Courtesy of Canada: As the Bank of England gets a new boss from the land of the lumberjack, we take a look at other famous Canadians over here calling the shots

 

If you hear someone with a North American twang warning that the British economy is even more doomed than we thought, here's how to get your own back: ask him which part of the United States he is from.

For you can bet your bottom Monopoly-money-looking dollar that the man in question won't thank you for the misconception; even if he is too polite to make a fuss about the mistake.

That's because Mark Carney, who starts tomorrow as the new Governor of the Bank of England, hails not from the US but from Canada: that vast expanse of icy nothingness more famous for lumberjacks and a fondness for red maple leaves than big City players. Or so the popular stereotypes would have you believe.

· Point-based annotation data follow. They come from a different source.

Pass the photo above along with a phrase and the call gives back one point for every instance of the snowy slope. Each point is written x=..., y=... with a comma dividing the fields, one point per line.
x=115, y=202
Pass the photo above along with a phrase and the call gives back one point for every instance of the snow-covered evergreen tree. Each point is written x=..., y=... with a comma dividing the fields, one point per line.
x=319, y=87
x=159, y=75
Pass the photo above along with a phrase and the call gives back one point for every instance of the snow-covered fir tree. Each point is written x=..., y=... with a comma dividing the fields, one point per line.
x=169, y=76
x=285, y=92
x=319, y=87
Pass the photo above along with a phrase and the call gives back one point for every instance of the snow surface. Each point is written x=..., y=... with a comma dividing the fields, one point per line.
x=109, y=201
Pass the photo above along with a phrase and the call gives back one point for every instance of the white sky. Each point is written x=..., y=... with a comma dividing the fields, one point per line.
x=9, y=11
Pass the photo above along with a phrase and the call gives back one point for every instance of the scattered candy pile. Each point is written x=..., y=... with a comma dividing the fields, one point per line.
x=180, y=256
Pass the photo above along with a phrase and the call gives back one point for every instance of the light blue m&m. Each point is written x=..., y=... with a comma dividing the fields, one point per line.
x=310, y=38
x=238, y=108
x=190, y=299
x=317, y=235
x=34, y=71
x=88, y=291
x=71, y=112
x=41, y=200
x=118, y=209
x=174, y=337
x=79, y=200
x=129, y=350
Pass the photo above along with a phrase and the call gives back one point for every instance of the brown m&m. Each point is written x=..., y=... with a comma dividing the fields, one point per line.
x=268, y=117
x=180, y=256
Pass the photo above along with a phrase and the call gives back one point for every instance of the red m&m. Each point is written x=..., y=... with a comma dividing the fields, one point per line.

But there's more going for The True North than back bacon and brawny hockey players. There are plenty more Canadians over here calling the shots than just Mr Carney – which could prove handy if he's feeling homesick when he turns up for work on what is, after all, Canada's national day (celebrating the foundation of the country by the British North America Act in 1867). Let The Independent on Sunday be your guide to Carney's compatriots, and no, they're not American. Didn't you see the maple leaf tattooed on their skin?

Turning over a new leaf

Moya Greene

You do know our postage stamps are all about one woman, right? And no, I'm not talking the Queen. Want to know who to blame for the incessant first-class stamp price rises? Step forward Newfoundlander Moya Greene, Chief Executive of the Royal Mail.

David Furnish

He may not sing like our Elton, but David Furnish is still a star of the British art firmament, largely due to his civil partnership with the rock star. The Ontarian was co-host of the pair's 15th annual White Tie and Tiara Ball last week to benefit the Elton John Aids Foundation. A highlight of the summer season, provided you can afford a ticket.

Bryan Adams

His might be a fleeting physical appearance on these shores, but who can forget the summer of "(Everything I Do) I Do It For You"? Still, Mark Carney can always dial it up on Spotify should he feel the need, or I'm sure there are still tickets available for Bryan Adams's 14 July gig at Stoke Park, in Guildford, Surrey.

Alannah Weston

There were cries of nepotism when the owner of Selfridges department store, Galen Weston, appointed his daughter as its creative director. But Alannah has proved herself more than capable of dictating our shopping desires, if not our needs. Still, someone's got to keep us spending, for the sake of the economy, no?

Autumn Kelly

Given that our Queen has been their monarch for all these years, you could say that Autumn Kelly is getting her own back. The Quebecer married Princess Anne's son Peter Phillips in 2008. Top fact: as daughters Savannah and Isla have dual nationality, they are the first Canadian citizens to be in line to the throne.

Greg Rusedski

Yes, we all liked to call him "our Greg", but you do know that was a bit of a yarn? Born in Montreal, Quebec, Rusedski was a Canadian for two decades of his life before switching allegiance to the Union Jack, aged 22.

Margaret Atwood

OK, so Mr Carney might have to pick up one of the illustrious author's books for a reminder of home, rather than chat in person, but that isn't to lessen the impact Margaret Atwood has had on these shores. Five times shortlisted for the Man Booker prize, her novels are enduringly popular.

Michael Buble

The singer may not be a UK resident (he lives in British Columbia) but he's always popping in. His last three albums topped the UK charts and Bublé marks Canada Day tonight by kicking off his latest tour at London's O2 Arena.